Undergrads Get Hands-On Experience With TOP Reconfigurable Supercomputer
Billed as the world's most powerful configurable computer, the Tower of Power was developed by faculty members Peter Athanas and Mark Jones. It relies on a network of 16 Pentium II-based PCs, each with ultra-fast networking interfaces and reconfigurable computing boards. The system was funded by NSF and current projects are funded by DARPA.
"It's a one-of-a-kind supercomputer," said Jones. "For certain applications, including image processing, data bases, and simulations, it has the potential to deliver high performance at a low cost. Researchers can configure the system to use all of its resources for a specific computation." The machine is serving as a high-performance computing resource for several research projects and as a reconfigurable computing testbed.

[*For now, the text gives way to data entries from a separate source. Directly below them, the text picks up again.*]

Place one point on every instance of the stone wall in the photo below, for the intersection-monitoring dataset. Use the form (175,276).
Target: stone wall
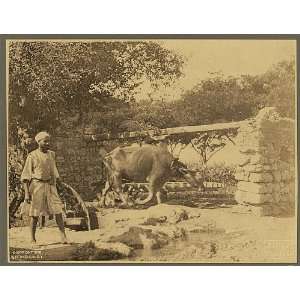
(266,172)
(78,163)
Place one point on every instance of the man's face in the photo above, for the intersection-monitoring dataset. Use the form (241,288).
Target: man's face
(45,144)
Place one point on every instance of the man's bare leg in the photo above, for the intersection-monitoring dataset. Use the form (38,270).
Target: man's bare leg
(42,222)
(32,226)
(61,227)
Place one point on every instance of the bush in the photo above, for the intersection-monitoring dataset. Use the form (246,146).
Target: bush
(216,173)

Jones and Athanas actively recruit students at all levels to work on the effort. To date, 13 undergraduates and 26 graduate students have been involved. Undergraduate students, selected according to their interest, skills, and experience, are typically involved in software, development, and system administrative duties.

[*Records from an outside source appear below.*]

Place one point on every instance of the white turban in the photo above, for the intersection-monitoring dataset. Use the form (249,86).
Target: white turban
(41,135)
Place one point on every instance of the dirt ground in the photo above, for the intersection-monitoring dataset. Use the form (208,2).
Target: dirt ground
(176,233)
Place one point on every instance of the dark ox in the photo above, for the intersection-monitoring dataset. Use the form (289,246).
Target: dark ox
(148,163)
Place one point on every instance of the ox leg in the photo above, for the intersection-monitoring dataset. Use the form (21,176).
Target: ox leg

Many of the students are involved in various aspects of developing tools for programmers to enhance application development for the machine. One of the major tools under development, the application program interface (API), is aimed at providing a developer with the ability to write a single host program that controls multiple adaptive computing boards and the communications between the boards.
Jonathan Scott (Phil/CpE, '00) described the API as "a friendly interface, like Windows, instead of the present interface that is so specific that few developers can use it easily." Although the actual programming is not difficult, he said, some challenges come in with discovering undocumented functions of the boards. "The greatest challenge, however, is communications among team members," he said.
"Since nobody has done this before, it's very much a learning process and we end up revising as we write," he said. "As any one of us comes across a bug, we correct the system as we go. We find it's important that we communicate our changes to the rest of the team."
Lou Pochet (CpE, '99) enjoys the team atmosphere. "This is the most fun I've ever had," he said. "Not only is it the ground floor of a new technology, but in this group, everybody is in it together. We fight out problems on our own, then get help from others on the team. If that doesn't work, we know we can always go to one of the professors - they have infinite patience and can hand you answers all day," he said.
Luke Scharf (CS, '01) had experience in his family's computer service and repair business and has been working on the team as a system administrator. "From a system administrator's point of view, this is 16 different machines. We're working to be able to split very large problems 16 ways on 80 FPGAs, to work in concert to solve the problem," he said.
After spending time on the team, he decided he wanted to know more about hardware, and to study computer engineering in addition to computer science. "There are clever ways to sort in hardware that you can't do in software," he said. "By knowing both aspects, you can do things really fast or create a machine that does things really fast. A machine that is infinitely fast would make my life much easier."